The Federal District Court accepted St. Cyr’s habeas corpus application
and agreed that the new restrictions do not apply to removal
proceedings brought against an alien who pleaded guilty to a deportable
crime before their enactment. The Second Circuit affirmed.
Held:
1. Courts have jurisdiction under 28 U.S.C. §2241 to decide the
legal issue raised by St. Cyr’s habeas petition. Pp. 7–24.

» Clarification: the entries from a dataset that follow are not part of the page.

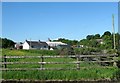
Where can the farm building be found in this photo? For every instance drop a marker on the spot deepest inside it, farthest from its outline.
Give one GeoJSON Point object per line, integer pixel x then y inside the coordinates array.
{"type": "Point", "coordinates": [52, 45]}
{"type": "Point", "coordinates": [35, 45]}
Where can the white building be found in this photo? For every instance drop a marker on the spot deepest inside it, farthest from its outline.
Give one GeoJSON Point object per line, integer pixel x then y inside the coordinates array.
{"type": "Point", "coordinates": [54, 44]}
{"type": "Point", "coordinates": [35, 45]}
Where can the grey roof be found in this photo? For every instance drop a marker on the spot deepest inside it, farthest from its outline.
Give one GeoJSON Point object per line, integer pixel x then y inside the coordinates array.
{"type": "Point", "coordinates": [37, 43]}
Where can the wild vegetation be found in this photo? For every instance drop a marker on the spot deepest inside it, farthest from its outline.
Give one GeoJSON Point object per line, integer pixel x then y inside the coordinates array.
{"type": "Point", "coordinates": [91, 72]}
{"type": "Point", "coordinates": [90, 46]}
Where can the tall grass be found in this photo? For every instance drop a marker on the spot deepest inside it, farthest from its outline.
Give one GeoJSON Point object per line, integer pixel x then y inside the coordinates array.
{"type": "Point", "coordinates": [91, 72]}
{"type": "Point", "coordinates": [83, 74]}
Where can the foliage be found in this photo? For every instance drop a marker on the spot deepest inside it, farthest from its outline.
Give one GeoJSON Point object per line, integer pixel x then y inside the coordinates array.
{"type": "Point", "coordinates": [116, 75]}
{"type": "Point", "coordinates": [7, 43]}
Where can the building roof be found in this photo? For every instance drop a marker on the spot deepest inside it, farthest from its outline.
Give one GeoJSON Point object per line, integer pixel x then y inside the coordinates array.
{"type": "Point", "coordinates": [36, 43]}
{"type": "Point", "coordinates": [55, 43]}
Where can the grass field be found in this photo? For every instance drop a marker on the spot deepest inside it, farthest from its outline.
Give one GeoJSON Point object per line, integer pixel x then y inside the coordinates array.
{"type": "Point", "coordinates": [91, 72]}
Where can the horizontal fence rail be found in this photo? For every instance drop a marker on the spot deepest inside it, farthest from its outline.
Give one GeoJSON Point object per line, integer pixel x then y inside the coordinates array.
{"type": "Point", "coordinates": [78, 59]}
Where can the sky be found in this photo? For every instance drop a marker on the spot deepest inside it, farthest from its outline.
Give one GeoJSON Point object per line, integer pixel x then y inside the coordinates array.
{"type": "Point", "coordinates": [70, 20]}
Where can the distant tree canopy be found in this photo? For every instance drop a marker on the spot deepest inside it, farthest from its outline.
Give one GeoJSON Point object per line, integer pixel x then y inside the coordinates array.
{"type": "Point", "coordinates": [69, 42]}
{"type": "Point", "coordinates": [6, 43]}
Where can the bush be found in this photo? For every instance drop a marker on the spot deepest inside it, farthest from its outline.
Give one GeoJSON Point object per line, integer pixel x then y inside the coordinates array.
{"type": "Point", "coordinates": [116, 75]}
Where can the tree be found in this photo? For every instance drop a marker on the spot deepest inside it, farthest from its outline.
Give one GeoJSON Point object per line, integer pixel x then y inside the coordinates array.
{"type": "Point", "coordinates": [97, 36]}
{"type": "Point", "coordinates": [7, 43]}
{"type": "Point", "coordinates": [89, 37]}
{"type": "Point", "coordinates": [106, 33]}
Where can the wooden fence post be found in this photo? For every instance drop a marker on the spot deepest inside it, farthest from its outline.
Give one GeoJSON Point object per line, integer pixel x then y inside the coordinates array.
{"type": "Point", "coordinates": [42, 60]}
{"type": "Point", "coordinates": [5, 60]}
{"type": "Point", "coordinates": [78, 63]}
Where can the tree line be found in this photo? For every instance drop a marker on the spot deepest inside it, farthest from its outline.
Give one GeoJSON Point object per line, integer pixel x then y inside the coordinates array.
{"type": "Point", "coordinates": [104, 41]}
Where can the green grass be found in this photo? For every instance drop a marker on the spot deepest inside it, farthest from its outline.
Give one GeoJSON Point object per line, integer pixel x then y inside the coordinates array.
{"type": "Point", "coordinates": [91, 72]}
{"type": "Point", "coordinates": [83, 74]}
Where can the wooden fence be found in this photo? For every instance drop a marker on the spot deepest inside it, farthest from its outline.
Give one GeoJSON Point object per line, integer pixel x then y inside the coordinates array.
{"type": "Point", "coordinates": [109, 58]}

(a) To prevail on its claim that AEDPA and IIRIRA stripped federal courts of jurisdiction to decide a pure question of law, as in this case, petitioner Immigration and Naturalization Service (INS) must overcome both the strong presumption in favor of judicial review of administrative action and the longstanding rule requiring a clear and unambiguous statement of congressional intent to repeal habeas jurisdiction.
Here, that plain statement rule draws additional reinforce-ment
from other canons of statutory construction: First, when a statu-tory
interpretation invokes the outer limits of Congress’ power, there
must be a clear indication that Congress intended that result; and second, if an otherwise acceptable construction would raise serious constitutional problems and an alternative interpretation is fairly possible, the statute must be construed to avoid such problems. Pp. 7–9.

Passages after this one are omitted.